In secondo luogo le buone e promettenti relazioni tra la Santa Sede e il Cremlino possono sortire degli effetti positivi per quel cambio di paradigma della vita economica e sociale, oggi sbilanciato sull’idolatria del profitto e su un individualismo triste e decadente, per incentrarlo, su una chiave antropologica più rispettosa della dignità della persona umana. Questo vale per il mondo del lavoro, per una visione sociale che attraverso adeguate risorse da destinare allo stato sociale miri alla riduzione delle disuguaglianze, per un ruolo delle istituzioni pubbliche capaci di prevalere su certi poteri opachi della finanza internazionale, per orientare le scelte al fine esclusivo del bene comune. Nel solco tracciato dalla dottrina sociale della Chiesa, dall’enciclica Caritas in veritate di Benedetto XVI, si leva forte la voce di papa Francesco nella denuncia della terribile realtà del lavoro schiavo e per invocare un’economia dal volto e dallo scopo più umano. Analogamente, Putin e il gruppo dei sanpietroburghesi che hanno preso le redini della Russia dopo Eltsin, hanno saputo non solo risollevare l’economia russa dal baratro, ma riaffermare i valori di un popolo sull’avidità di profitto di operatori economici internazionali senza scrupoli.

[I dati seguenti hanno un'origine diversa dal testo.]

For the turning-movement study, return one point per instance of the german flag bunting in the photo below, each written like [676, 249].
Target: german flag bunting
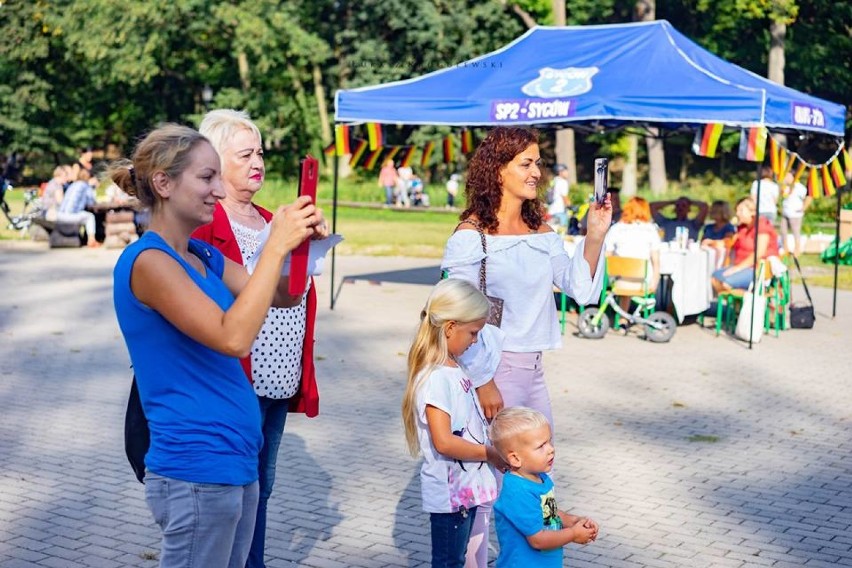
[407, 156]
[448, 149]
[467, 141]
[827, 183]
[428, 148]
[799, 171]
[375, 135]
[788, 166]
[752, 144]
[813, 183]
[774, 161]
[706, 140]
[392, 151]
[341, 139]
[358, 153]
[837, 173]
[372, 158]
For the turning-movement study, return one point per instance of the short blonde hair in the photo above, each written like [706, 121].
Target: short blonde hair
[512, 422]
[220, 125]
[636, 209]
[722, 209]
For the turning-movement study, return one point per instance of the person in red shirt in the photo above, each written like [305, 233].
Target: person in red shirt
[740, 273]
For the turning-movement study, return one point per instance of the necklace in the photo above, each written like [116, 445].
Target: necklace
[252, 215]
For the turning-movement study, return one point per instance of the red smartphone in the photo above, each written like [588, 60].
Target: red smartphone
[308, 177]
[601, 178]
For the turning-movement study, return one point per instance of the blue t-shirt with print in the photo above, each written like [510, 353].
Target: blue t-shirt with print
[524, 508]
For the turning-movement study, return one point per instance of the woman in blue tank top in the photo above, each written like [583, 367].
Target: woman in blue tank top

Un comune sentire che riguarda anche i valori della famiglia, il rispetto delle diversità ed il rispetto della differenza naturale dei due generi.

In terzo luogo, anche se indirettamente, questa visita in Vaticano del presidente russo, in qualche modo ha delle ripercussioni positive sul dialogo ecumenico con la Chiesa russa ortodossa. Come ha sostenuto papa Francesco nell’intervista alla Civiltà Cattolica, la riforma della sinodalità «potrà anche avere valore ecumenico, specialmente con i nostri fratelli Ortodossi. (…) Voglio proseguire la riflessione su come esercitare il primato petrino, già iniziata nel 2007 dalla Commissione Mista, e che ha portato alla firma del Documento di Ravenna. Bisogna continuare su questa strada». Oggi come non mai si sono create le condizioni perché il dialogo tra la Chiesa di Roma ed il Patriarcato di Mosca possa dare dei buoni e sorprendenti frutti di speranza nella direzione dell’unità e possa vedere le due chiese collaborare per la tutela delle minoranza cristiane presenti in Medio Oriente che sono esposte alla violenza ed ai soprusi del fondamentalismo religioso anche a causa delle innumerevoli atrocità commesse dall’Occidente negli ultimi vent’anni sulle popolazioni dell’Iraq e dell’Afghanistan ed al clima di destabilizzazione che si è creato.

Per il nostro Paese, infine, la visita del capo di stato russo, rappresenta una conferma delle eccellenti relazioni fra i due Paesi in campo culturale, scientifico, economico ed energetico e pone le basi per rafforzare la presenza dell’Italia e dell’Eni, in un ruolo da protagonista nell’enorme mercato russo dell’energia, e aumentare il volume delle nostre esportazioni nel paese più vasto del mondo. Il governo Letta saprà sicuramente adoperarsi per fare in modo che questa amicizia tra Italia e Russia sappia attrarre l’intera Europa in una collaborazione strategica con la Federazione russa, resa indispensabile per poter esercitare un ruolo di primo piano nei confronti dei nuovi colossi che si affacciano sulla scena mondiale.

Sarebbe un peccato non cogliere l’occasione della visita del presidente russo per riflettere su tutti questi nodi. È vero ci sono anche altri temi, talora problematici o singoli casi, che meritano di essere discussi nei modi e nelle occasioni più appropriate.